Thursday, October 9, 2014

Guest Post: The Infinity Program by Richard H. Hardy

Topic Suggestion:

Would you consider the Jon-Lettie-Harry dynamic a love triangle? Why or why not?
Yes, I think of the Jon-Lettie-Harry dynamic as a love triangle.  But I don’t think it’s a classic love triangle since Harry is not really capable of a serious relationship at all.  He is a damaged man, deeply hurt by his father’s early death and his mother’s alcoholism.  While Lettie sincerely wants a deep and meaningful relationship, she is reluctant to enter into such a relationship. She is afraid of being hurt.  Jon is different from both of them.  He knows without question that he loves Lettie, almost from the beginning, but his cautiousness gets in the way of showing her how he really feels.

A love triangle can have many dynamics.  Two men can compete with each other for the same woman or two women can compete for the same man.  It can also have the dynamic I use in The Infinity Program.  Lettie is so involved with Harry that she is unaware that Jon really cares about her.  Their mutual concern about Harry’s problems draws them together.  Their budding relationship, with all its ups and downs, is an important subplot in The Infinity Program.

The Infinity Program Summary
Jon Graeme and Harry Sale are unlikely friends. Harry is a world-class programmer, but his abrasive personality alienates co-workers. In contrast, Jon is a handsome and easy-going technical writer, the low man on the IT totem pole.
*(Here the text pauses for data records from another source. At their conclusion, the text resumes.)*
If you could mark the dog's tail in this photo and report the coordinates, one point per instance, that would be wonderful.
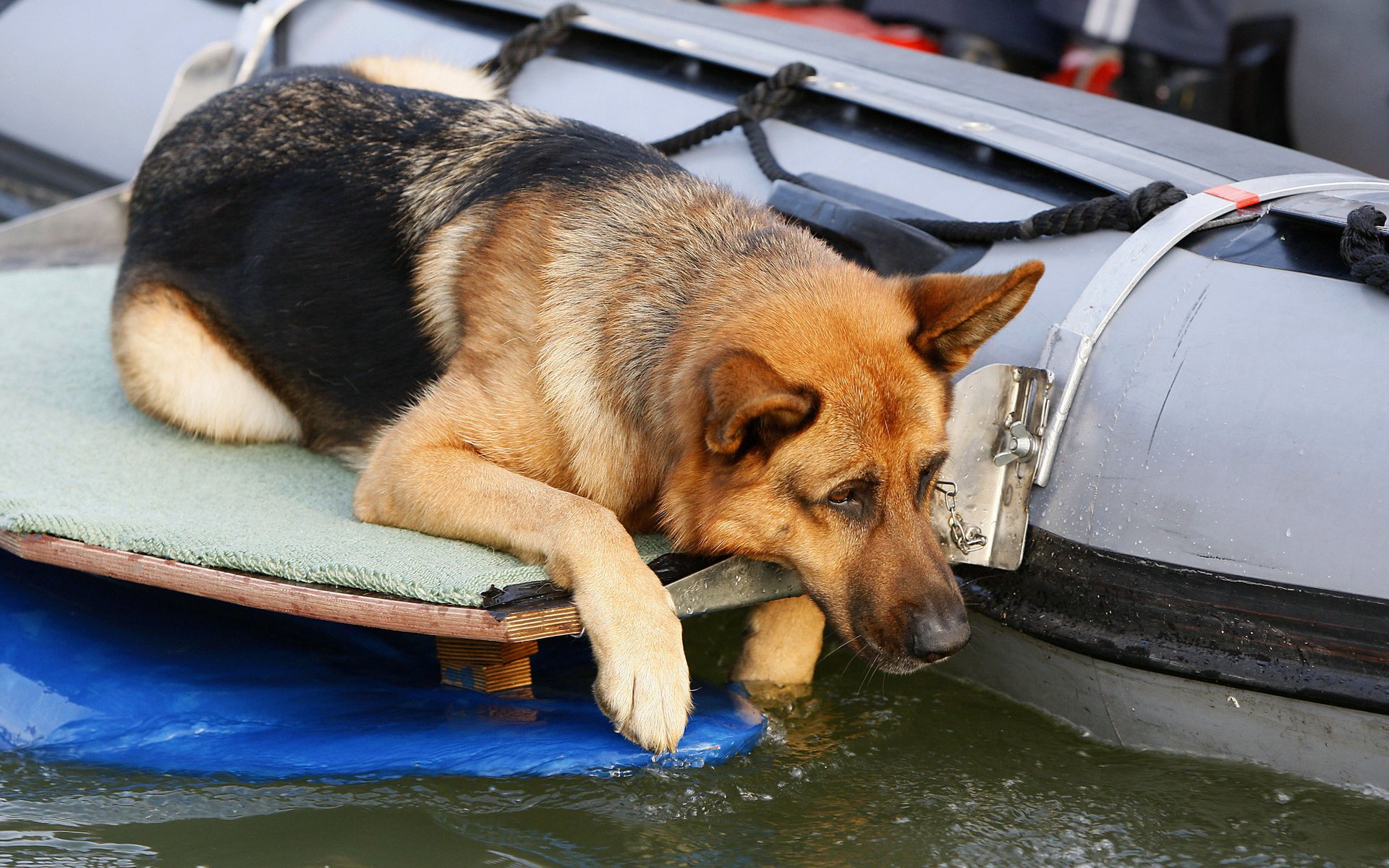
(421, 74)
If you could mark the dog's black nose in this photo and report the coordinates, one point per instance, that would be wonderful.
(937, 635)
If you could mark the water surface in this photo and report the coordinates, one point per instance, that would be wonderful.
(868, 770)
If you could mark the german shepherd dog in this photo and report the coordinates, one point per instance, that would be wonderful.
(538, 335)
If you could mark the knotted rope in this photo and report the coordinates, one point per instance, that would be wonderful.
(1363, 246)
(1124, 211)
(531, 42)
(763, 102)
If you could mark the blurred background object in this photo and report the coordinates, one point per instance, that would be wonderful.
(1275, 69)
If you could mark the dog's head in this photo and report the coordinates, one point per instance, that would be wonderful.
(823, 434)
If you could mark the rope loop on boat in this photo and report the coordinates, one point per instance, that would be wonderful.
(531, 42)
(1123, 211)
(764, 101)
(1363, 246)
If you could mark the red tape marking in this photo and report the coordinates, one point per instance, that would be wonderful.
(1230, 192)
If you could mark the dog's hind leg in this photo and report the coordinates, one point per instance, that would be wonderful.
(781, 644)
(177, 367)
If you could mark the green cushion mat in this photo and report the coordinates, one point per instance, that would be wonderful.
(78, 461)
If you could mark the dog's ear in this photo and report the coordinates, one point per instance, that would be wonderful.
(956, 312)
(750, 404)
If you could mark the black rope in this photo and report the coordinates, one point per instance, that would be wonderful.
(1123, 211)
(531, 42)
(1363, 246)
(764, 101)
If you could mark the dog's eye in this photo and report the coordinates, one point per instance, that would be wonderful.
(842, 498)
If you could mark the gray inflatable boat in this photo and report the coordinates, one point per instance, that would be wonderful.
(1158, 519)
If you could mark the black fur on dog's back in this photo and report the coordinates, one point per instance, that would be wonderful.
(291, 211)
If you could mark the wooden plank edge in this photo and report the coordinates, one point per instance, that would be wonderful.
(323, 602)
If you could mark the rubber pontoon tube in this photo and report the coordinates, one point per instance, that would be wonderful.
(1070, 345)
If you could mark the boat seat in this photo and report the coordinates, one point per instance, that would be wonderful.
(88, 481)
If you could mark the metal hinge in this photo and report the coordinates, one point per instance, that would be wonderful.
(996, 433)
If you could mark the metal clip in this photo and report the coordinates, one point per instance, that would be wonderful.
(967, 538)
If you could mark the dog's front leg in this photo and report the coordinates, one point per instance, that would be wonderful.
(781, 644)
(438, 485)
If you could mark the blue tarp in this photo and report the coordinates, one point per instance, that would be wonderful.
(102, 671)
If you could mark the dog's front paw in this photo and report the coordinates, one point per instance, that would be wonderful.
(643, 684)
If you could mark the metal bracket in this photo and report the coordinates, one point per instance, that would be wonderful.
(1070, 346)
(995, 430)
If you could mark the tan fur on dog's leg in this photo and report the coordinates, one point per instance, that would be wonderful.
(424, 477)
(782, 643)
(175, 367)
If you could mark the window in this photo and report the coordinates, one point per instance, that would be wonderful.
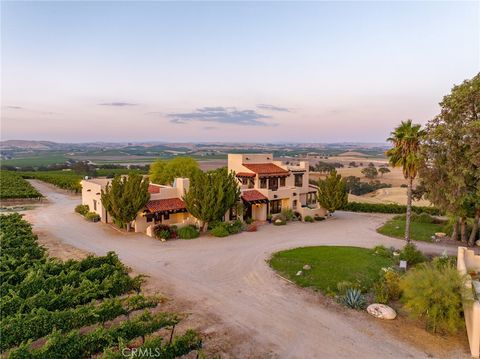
(299, 180)
(263, 183)
(273, 184)
(275, 206)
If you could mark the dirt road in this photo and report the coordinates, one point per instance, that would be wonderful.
(229, 278)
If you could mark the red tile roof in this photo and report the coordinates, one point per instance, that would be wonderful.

Sharing a love of nature, the men set out together, planning to go their separate ways--Jon on a hike and Harry, fly fishing. Three days later, Jon arrives at the rendezvous point, but his friend is nowhere in sight. When Jon finds Harry unconscious on the floor of a cave, Harry claims to have been lying there the entire time. But he is neither cold nor hungry. What Jon doesn't know is that Harry fell into an underground cavern, where he came into contact with an alien quantum computer.

Back at work, Harry jettisons his regular tasks and concentrates exclusively on inventing new operating language to access the alien system. In the process he crashes his office's Super Computer and is fired. Jon convinces the company to give Harry a second chance, arguing that the system he has invented will make them millions.

Jon has no idea what havoc Harry is about to unleash.

Richard H. Hardy's Bio:
Richard H. Hardy was born in Glasgow, Scotland, during a week of relentless bombing raids just before the close of World War II. The day he was born an incendiary bomb fell on the church across the street from where he lived, so he is fond of saying that he entered the world with a big adrenaline rush.

His family later moved to England and then on to America.

After college Richard bounced through a series of temporary jobs as he traveled around the country, wanting nothing more than to write fiction. A job driving a library van allowed him free time to write several short stories and work on a novel.

He and his wife moved to New Hampshire, where he took an entry level job at a software company. He was soon promoted to the technical writing department and ended up producing over 500,000 words of online documentation. After a few years he was promoted to the programming department and ended up as the Senior EDI Programmer, creating EDI maps and writing UNIX scripts and troubleshooting on AIX systems throughout the U.S. and Canada.